Sall’s announcement lowers the risk of protests by opposition supporters who rejected an extension of his tenure and marks the start of a race to succeed the leader of one of Africa’s fastest-growing economies. The candidate of the ruling Benno Bokk Yakaar coalition will have the edge in the February vote as opposition leader Ousmane Sonko faces disqualification after being convicted of “corrupting youth” and sentenced to two years in prison.

Read more: Why Normally Stable Senegal Is Wracked by Unrest: QuickTake

“The 2019 term was my second and last term,” Sall, 61, said in a televised address to the nation in the capital, Dakar, on Monday. “That’s what I said before and that’s my decision tonight.”

Senegal’s dollar bonds rallied on Tuesday morning. The yield on the nation’s 10-year eurobonds dropped 16 basis points to 8.64% — the lowest since February. 

“The announcement is risk-positive, as a third-term run by Mr. Sall would have triggered more protests,” Oxford Economics Africa Lead Political Analyst Francois Conradie said in a research note on Tuesday.

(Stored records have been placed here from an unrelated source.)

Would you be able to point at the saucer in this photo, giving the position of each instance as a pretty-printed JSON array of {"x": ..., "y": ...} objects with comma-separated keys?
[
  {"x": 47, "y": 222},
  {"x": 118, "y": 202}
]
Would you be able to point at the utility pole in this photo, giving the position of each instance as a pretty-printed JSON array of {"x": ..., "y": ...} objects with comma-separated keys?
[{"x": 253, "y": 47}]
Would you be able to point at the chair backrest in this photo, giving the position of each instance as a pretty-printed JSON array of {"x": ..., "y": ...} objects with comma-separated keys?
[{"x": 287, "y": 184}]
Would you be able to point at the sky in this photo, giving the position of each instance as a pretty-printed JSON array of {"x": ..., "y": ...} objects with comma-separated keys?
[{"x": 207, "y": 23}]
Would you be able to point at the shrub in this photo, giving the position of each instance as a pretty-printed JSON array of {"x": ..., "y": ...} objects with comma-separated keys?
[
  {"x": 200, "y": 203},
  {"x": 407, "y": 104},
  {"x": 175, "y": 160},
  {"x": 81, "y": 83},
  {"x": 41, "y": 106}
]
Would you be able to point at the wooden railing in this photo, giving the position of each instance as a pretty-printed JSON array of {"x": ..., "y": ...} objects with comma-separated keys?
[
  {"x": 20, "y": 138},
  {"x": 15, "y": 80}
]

Senegal is on the cusp of becoming an oil and natural-gas producer, with output set to start later this year at the $4.8 billion Grand Tortue Ahmeyim gas field, which straddles the waters offshore Senegal and Mauritania. Crude production from the $4.2 billion Sangomar project, developed by Australia’s Woodside Energy Group, is also expected to begin in 2023.

The expected start of oil and gas output may lift Senegal’s economic expansion to 8.3% this year, the fastest on the continent after Libya, according to the International Monetary Fund. The Washington-based lender approved $1.8 billion of loans for the country last month to support its recovery and protect it from future shocks.

Senegal has a reputation for upholding democratic rules, particularly compared with its turbulent West African neighbors including Mali and Guinea.

“President Sall’s clear statement sets an example for the region, in contrast to those who seek to erode respect for democratic principles, including term limits,” US Secretary of State Antony Blinken said in a statement on Tuesday.

Senegal’s ruling coalition has yet to nominate a presidential candidate. The main challengers are expected to emerge by August, when candidates are required to submit signatures from at least 0.8% of voters to show they have support.

Among the contenders to succeed Sall is Idrissa Seck, the runner up in Senegal’s 2019 election who stepped down from a government role in April. Seck is “a creature of the centre-right and appeals to business,” Conradie said.

Two other potential candidates — former Dakar Mayor Khalifa Sall, and Karim Wade, the son of a former president — could regain eligibility to stand in 2024 after a political commission that was appointed by Sall said it was in favor of changing the electoral law. Wade and Sall were disqualified from the 2019 vote after they were respectively handed jail sentences for embezzlement and corruption.

Sall came to power in 2012, riding a wave of popular discontent after then-President Abdoulaye Wade sought an unconstitutional third term.

“I will continue to devote all my strength to defend the constitutional institutions of the republic, respect for court decisions, territorial integrity, protection of persons and property,” Sall said. “I will stay by your side, listening to you, at the service of the republic and the nation.”